Cao BoHan, Zhang CanGang, Jiang MingMing, Yang Yi, Liu XiCai
Department of General Surgery, Benxi Central Hospital of China Medical University, No. 29 Shengli Street, Mingshan District, Benxi, 117000, Liaoning Province, China.
Department of General Surgery, Shengjing Hospital of China Medical University, No. 36 Sanhao Street, Heping District, Shenyang, 110004, Liaoning Province, China.
Sci Rep. 2025 Mar 18;15(1):9348. doi: 10.1038/s41598-025-93867-9.

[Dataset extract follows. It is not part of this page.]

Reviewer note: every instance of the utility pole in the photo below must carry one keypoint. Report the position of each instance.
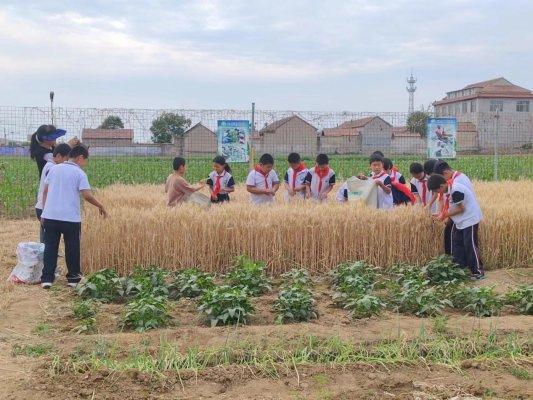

Hypocalcemia is a common complication and can be permanent in patients following total thyroidectomy (TT). The aim of this study was to identify factors associated with permanent hypocalcemia and to develop a validated risk prediction model for permanent hypocalcemia to assist surgeons in the appropriate follow-up of high-risk patients regarding supplemental therapy. We included data of 92 patients with papillary thyroid carcinoma (PTC) undergoing TT who were randomly allocated in a 7:3 ratio to a training set (n = 65) and validation set (n = 27). Univariate and multivariate logistic regression analyses revealed significant correlations of permanent hypocalcemia with parathyroid hormone (PTH) at postoperative month 1 (IM PTH), IM calcium (Ca), and IM phosphorus (P). These variables were constructed two models. Model 1 used the three indicators listed above; model 2 also included tumor, node, metastasis staging. The receiver operating characteristic (ROC) curve analysis showed that the areas under the curve (AUC) for models 1 and 2 were high for both the training set (0.905/0.913) and the validation set (0.894/0.800). Calibration curves showed good agreement between the incidence of permanent hypocalcemia estimated using the predictive models and the actual incidence. Model 1 may be more concise and convenient for clinical use.
低钙血症是全甲状腺切除术后(TT)患者常见的并发症,且可能是永久性的。本研究的目的是确定与永久性低钙血症相关的因素,并开发一个经过验证的永久性低钙血症风险预测模型,以协助外科医生对高危患者进行适当的补充治疗随访。我们纳入了92例行TT的甲状腺乳头状癌(PTC)患者的数据,这些患者以7:3的比例随机分配到训练集(n = 65)和验证集(n = 27)。单因素和多因素逻辑回归分析显示,永久性低钙血症与术后第1个月的甲状旁腺激素(PTH)、第1个月的血钙(Ca)和第1个月的血磷(P)显著相关。利用这些变量构建了两个模型。模型1使用上述三个指标;模型2还包括肿瘤(T)、淋巴结(N)、转移(M)分期。受试者工作特征(ROC)曲线分析表明,模型1和模型2在训练集(0.905/0.913)和验证集(0.894/0.800)中的曲线下面积(AUC)都很高。校准曲线显示,使用预测模型估计的永久性低钙血症发生率与实际发生率之间具有良好的一致性。模型1在临床应用中可能更简洁方便。